Setelah menyusun Buku Notulensi Konsolidasi region ANBTI Sulawesi Maluku


Malamnya saya bermimpi, kebetulan tertidur dalam kelelahan dimana baru saja menyelesaikan ‘Buku Notulensi’ Konsolidasi Bhinneka Tunggal Ika. Mimpi itu seperti nyata dan saya mengenal aktor-aktor dalam mimpi itu dengan sangat jelas. Oh iya … sepertinya saya harus menyebutkan tanggal supaya tidak tersesat dalam sejarah posting ini nantinya, saat itu tanggal 25 februari 2009. Dalam memori saya waktu itu, saya melihat hanyku tersayang, Samrina Jayusman terus sobatku di prukut Ipink dan seseorang yang saya tidak kenal, namun seperti pernah melihatnya. ‘bout mimpi itu saya singkat saja…

Rina duduk di teras sebuah rumah panggung dengan baju yang saya kenal betul karena sering dia kenakan kalau keluar denganku untuk hal-hal yang sifatnya santai, sebuah baju kaos berwarna merah dengan lengan panjang + jeans. Dia duduk sambil (kalau tidak salah) memperhatikan kebersihan kukunya seperti yang selalu dia lakukan di halaman rumahnya di jalan mappaouddang. Ipink menggunakan baju berwarna hitam dan sedang ngobrol denganku di bawah kolong rumah. Kondisi existing rumah tersebut adalah rumah panggung tepat di pinggir laut dengan kesibukan pekerjaan sebuah proyek konstruksi  fisik bangunan yang sepertinya sedang membangun pondasi dia atas garis pantai.

Di atas sebuah pondasi, saya melihat sebuah perempuan berdiri sendiri dengan mengenakan baju kaos berwarna putih dengan rambut seleher, beberapa kali melihat kearah kami (saya dan ipink) yang sedang berdialog. Ipink kemudian beranjak pergi dan saya melihat kearah Rina dengan maksud mendatanginya, namun masih dua langkah tiba-tiba saya meihat kearah perempuan tersebut yang ternyata sedang menceburkan diri kedalam laut. Saya kaget dan berlari sambil melompat dengan meceburkan tangan yang mengarah kedepan lebih dulu dan merapatkan kedua kaki di belakang dengan maksud menyelam. Tapi koq aneh yah? Saya tidak merasa nafas saya terganggu di dalam air begitupun dengan penglihatan saya. 

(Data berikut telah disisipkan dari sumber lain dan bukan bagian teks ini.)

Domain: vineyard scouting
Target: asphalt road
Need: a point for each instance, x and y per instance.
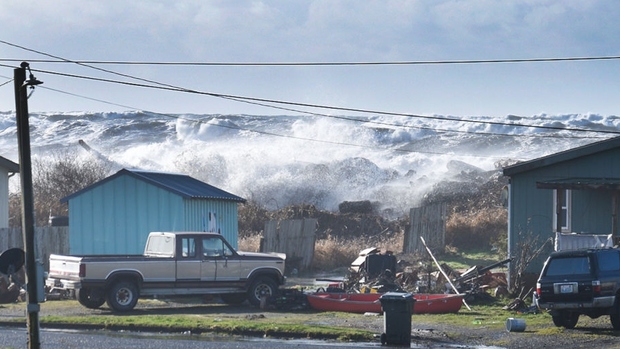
(17, 338)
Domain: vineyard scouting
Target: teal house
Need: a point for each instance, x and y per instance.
(574, 191)
(116, 214)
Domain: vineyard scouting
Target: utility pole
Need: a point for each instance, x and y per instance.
(25, 170)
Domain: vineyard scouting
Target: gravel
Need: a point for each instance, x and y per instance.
(588, 333)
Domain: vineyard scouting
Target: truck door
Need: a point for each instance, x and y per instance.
(211, 252)
(188, 261)
(216, 251)
(229, 266)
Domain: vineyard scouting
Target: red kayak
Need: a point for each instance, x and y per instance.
(370, 303)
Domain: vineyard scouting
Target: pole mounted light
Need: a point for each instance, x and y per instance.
(25, 169)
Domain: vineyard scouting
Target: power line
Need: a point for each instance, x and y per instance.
(262, 101)
(368, 63)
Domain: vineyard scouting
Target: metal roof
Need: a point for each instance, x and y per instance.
(566, 155)
(180, 184)
(581, 184)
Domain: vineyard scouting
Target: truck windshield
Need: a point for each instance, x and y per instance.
(568, 266)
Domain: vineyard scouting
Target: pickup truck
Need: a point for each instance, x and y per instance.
(173, 264)
(580, 282)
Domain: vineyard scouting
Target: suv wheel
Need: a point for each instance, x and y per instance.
(615, 316)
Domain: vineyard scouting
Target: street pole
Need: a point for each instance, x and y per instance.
(25, 170)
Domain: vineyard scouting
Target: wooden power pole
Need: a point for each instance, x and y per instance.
(25, 170)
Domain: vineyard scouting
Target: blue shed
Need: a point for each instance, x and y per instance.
(574, 191)
(116, 214)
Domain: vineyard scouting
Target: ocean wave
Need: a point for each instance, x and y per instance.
(319, 160)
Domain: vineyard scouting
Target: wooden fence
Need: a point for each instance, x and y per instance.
(48, 240)
(428, 222)
(294, 237)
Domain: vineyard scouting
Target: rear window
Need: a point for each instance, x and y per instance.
(609, 261)
(568, 266)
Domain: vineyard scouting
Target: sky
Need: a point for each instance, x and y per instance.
(321, 31)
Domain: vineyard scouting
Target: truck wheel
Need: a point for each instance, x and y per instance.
(566, 319)
(91, 299)
(261, 287)
(234, 298)
(122, 296)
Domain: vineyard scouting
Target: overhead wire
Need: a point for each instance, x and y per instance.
(257, 101)
(268, 102)
(252, 100)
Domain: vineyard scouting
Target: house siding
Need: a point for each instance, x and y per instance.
(117, 216)
(197, 213)
(531, 208)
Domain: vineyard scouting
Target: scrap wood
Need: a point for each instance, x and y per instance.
(441, 270)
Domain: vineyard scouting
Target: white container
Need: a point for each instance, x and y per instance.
(515, 325)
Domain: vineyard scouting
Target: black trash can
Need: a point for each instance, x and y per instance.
(397, 309)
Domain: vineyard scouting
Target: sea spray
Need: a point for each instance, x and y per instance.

Saya mengayunkan badan kearah kiri dan melihat perempuan tersebut mengapung rileks di dalam air laut sambil mengarahkan tangan kanannya kearahku seolah-olah hendak berkenalan. Saya tiba-tiba merasa lupa dengan keanehan yang sedang terjadi bahwa saya sedang melanggar hukum alam yaitu dapat berkomunikasi di dalam air dan menyambut tangannya dengan tangan kananku dan menyelesaikan ritual perkenalan ini. Saat mengajaknya kembali kepermukaan, saat itulah saya terbangun.